Pemkab Evaluasi Kinerja PPPK
Sekretaris Daerah Kabupaten Kepahiang, Hartono, menjelaskan pihaknya tengah dalam proses mengevaluasi kinerja pegawai di lingkungan Pemkab Kepahiang, mulai dari aparatur sipil negara (ASN), PPPK penuh waktu, hingga PPPK paruh waktu.
"P3K kita ada Penuh waktu dan Paruh Waktu, yang paruh waktu setiap tahun akan dievaluasi dan penuh waktu juga akan di evaluasi dengan kontraknya lima tahun selain itu sebenyarnya ASN juga kita evaluasi," ucap Hartono pada Jumat (31/7/2026).
Hartono mengatakan, apabila dari hasil evaluasi ditemukan pegawai yang memiliki kinerja kurang baik, maka yang bersangkutan berpotensi diberhentikan atau dirumahkan.
"Makanya nanti apabila penilainnya kurang baik seperti tidak bekerja dan malas otomatis bisa diberhentikan dan akan kita rumahkan," jelas Hartono.
Pemkab Minta Aturan Belanja Pegawai Ditunda
Hartono menjelaskan kondisi tersebut sejalan dengan penerapan ketentuan UU HKPD yang mewajibkan belanja pegawai pemerintah daerah maksimal 30 persen.
Ia berharap ketentuan tersebut belum diberlakukan pada 2027 karena Pemkab Kepahiang masih dalam proses melakukan evaluasi terhadap kinerja pegawai.
"Makanya kita minta kepada pemerintah pusat terkait aturan pemberlakukan 30 persen belanja pegawai itu belum berlaku hingga 2027," pungkas Hartono.

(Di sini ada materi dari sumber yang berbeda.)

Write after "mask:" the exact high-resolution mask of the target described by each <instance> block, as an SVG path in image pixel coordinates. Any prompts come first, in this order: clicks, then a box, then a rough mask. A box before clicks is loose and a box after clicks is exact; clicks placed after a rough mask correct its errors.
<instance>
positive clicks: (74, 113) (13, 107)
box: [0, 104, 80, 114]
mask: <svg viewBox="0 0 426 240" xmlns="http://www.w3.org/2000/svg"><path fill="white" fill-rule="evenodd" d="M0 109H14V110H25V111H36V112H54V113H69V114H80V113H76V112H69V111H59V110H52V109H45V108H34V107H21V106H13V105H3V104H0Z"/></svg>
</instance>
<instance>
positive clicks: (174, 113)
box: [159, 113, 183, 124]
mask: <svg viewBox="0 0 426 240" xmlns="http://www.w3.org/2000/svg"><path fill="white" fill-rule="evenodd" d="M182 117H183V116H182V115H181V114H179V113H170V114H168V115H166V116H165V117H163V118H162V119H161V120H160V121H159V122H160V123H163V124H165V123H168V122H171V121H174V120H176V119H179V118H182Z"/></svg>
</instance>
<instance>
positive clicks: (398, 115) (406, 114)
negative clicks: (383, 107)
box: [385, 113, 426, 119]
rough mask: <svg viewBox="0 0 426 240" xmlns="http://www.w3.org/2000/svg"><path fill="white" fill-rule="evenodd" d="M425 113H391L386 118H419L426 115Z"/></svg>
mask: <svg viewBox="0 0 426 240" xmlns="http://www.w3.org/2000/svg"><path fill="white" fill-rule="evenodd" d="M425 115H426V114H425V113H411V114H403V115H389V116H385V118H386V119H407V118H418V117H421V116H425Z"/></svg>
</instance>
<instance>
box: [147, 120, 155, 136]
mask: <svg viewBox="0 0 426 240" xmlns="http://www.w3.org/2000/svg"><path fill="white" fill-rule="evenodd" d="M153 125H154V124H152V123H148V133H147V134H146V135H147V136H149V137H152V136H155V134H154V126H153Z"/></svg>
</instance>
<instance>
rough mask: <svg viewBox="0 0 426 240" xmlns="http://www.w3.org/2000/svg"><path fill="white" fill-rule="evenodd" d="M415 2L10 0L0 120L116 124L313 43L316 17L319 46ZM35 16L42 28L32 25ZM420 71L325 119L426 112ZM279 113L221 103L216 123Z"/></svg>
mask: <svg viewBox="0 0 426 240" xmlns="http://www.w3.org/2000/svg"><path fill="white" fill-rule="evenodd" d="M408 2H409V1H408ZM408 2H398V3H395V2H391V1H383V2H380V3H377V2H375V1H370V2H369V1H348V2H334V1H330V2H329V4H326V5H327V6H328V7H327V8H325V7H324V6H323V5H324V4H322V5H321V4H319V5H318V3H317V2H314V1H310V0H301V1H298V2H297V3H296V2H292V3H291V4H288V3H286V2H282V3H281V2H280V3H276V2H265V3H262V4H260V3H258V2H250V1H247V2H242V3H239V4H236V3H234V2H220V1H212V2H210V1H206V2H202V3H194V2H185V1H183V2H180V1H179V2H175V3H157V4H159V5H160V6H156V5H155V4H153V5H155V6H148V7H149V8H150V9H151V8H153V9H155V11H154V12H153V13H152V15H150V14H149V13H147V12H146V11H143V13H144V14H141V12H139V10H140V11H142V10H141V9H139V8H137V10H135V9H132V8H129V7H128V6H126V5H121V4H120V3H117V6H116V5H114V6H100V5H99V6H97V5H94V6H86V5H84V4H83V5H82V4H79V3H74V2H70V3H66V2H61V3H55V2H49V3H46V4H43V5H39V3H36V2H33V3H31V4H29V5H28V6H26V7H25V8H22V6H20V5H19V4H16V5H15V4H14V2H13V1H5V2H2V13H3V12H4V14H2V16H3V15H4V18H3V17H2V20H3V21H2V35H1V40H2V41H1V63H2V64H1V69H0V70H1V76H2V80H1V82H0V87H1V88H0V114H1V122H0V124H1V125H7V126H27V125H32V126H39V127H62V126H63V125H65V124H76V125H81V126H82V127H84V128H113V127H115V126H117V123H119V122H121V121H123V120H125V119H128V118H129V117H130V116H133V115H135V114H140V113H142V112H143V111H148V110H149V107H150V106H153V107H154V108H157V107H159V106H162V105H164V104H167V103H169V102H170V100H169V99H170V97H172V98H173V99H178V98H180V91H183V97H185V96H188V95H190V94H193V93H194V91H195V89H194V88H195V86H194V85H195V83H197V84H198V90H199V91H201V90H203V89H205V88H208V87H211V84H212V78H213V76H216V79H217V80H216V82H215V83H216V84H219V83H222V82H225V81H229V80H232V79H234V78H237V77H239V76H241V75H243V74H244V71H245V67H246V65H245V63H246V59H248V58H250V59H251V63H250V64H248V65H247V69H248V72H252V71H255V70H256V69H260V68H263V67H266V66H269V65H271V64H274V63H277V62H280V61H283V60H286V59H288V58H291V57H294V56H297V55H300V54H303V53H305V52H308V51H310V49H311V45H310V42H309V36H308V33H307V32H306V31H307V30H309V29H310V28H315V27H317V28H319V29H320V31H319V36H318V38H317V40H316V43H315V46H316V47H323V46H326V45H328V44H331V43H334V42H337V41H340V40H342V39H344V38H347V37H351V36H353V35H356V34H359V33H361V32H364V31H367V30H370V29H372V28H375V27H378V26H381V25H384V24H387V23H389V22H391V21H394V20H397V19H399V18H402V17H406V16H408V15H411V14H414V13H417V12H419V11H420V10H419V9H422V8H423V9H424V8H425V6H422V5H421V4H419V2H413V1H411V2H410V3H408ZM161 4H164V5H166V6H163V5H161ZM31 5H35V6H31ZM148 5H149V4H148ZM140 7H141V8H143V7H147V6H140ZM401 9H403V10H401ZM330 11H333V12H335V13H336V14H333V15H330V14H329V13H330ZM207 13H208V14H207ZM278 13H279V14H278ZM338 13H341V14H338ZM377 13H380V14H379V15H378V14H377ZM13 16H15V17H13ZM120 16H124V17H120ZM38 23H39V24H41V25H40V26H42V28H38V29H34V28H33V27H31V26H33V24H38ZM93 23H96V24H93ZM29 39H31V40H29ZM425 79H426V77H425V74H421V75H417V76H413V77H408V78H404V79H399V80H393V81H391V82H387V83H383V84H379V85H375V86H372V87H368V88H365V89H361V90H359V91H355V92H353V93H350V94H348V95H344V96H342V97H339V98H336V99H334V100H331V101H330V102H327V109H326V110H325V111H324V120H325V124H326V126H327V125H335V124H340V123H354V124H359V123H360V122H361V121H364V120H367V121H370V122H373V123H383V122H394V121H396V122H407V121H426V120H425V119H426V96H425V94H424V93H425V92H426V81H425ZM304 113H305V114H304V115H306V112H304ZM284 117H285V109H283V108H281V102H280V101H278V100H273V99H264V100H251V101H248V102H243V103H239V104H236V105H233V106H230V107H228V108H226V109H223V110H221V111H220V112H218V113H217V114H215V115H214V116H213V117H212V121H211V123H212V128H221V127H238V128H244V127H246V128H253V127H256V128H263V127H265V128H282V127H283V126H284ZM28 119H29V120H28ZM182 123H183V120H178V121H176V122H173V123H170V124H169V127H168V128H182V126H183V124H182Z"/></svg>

Batas Belanja Pegawai Maksimal 30 Persen
Penerapan UU HKPD membuat pemerintah daerah harus membatasi belanja pegawai maksimal 30 persen.
UU HKPD sejatinya sudah berlaku sejak diundangkan pada 5 Januari 2022.
Namun, pemerintah daerah diberi waktu penyesuaian hingga tahun anggaran 2027.
Jika aturan tersebut diterapkan, maka pemerintah daerah dengan belanja pegawai melebihi 30 persen harus mencari cara untuk mengatasinya, termasuk salah satunya mengurangi jumlah PPPK.